Cette existence – comme une marche incessante – une voie pluvieuse et nocturne – ce que l’on cherche sur la terre – dans le ciel – sous la roche – dans le cœur des Autres – ce qui constitue (et entrave) notre étrange voyage…
On attend là – immobile – inutile – inexistant pour le monde et les Autres (essayant seulement de ne pas gêner – de ne pas heurter – de ne pas blesser – ce qu’ils sont). Comme une montagne – un amas de roches – pourvu d’un souffle et d’un imaginaire – conjecturant – échafaudant mille plans (mille stratégies) – porteur d’attentes et d’exigences – cherchant une route – une issue possible à cette trop souveraine fixité…
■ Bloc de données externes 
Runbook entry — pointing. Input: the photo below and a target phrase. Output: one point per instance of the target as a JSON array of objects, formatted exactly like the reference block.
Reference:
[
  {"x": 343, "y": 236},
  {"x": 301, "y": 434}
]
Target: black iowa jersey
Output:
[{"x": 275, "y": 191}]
Rien – pourtant – ne bougera – ni ne changera – avant la mort…
Promis à la même terre – la chair vivante et le squelette…
L’âme et la peau écorchées – assis dans un coin – au fond de la pièce – dans l’une des antichambres du monde – regardant les choses passer – apparaître et disparaître – et s’enorgueillir parfois entre leurs (pauvres) limites – le ciel blanc – très haut perché – au bord du jour – de ce bleu immense…
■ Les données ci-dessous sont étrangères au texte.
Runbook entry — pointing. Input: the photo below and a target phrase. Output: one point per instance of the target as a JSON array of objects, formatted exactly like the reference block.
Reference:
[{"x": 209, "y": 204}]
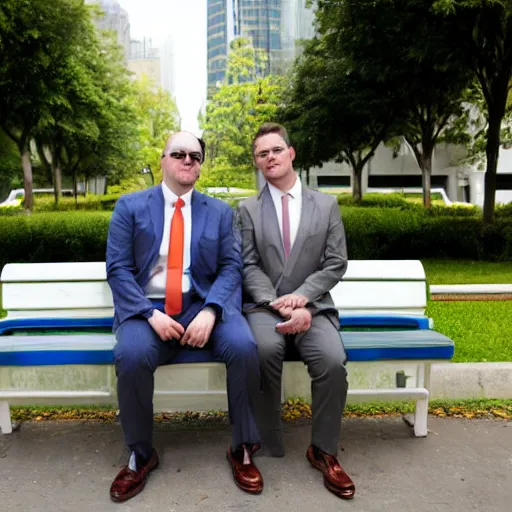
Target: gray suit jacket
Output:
[{"x": 317, "y": 261}]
Et nous autres – aux confins de l’ordinaire – aux confins du plus quotidien – sur cette frontière invisible entre le dessus et le dessous – entre ce qui invite à la grâce et ce qui relègue à la condamnation…
Instables – incapables et indécis – comme toujours – pris dans la turbulence imperceptible de ce que nous ignorons…
Sous le front – la persistance du feu et du froid – des murs infranchissables et des routes qui se perdent dans le lointain…
La parole balbutiante qui se déverse sur la pierre en dessinant des visages amis – des compagnons de solitude – en attendant (avec impatience) la lumière…
La roue du monde et l’axe du temps – figures de paille – figures de pierre – à peine conscientes de la clarté du ciel…
Et nous – essayant d’expectorer la parole – la vérité balbutiante – la lumière enfouie au-dedans de tout…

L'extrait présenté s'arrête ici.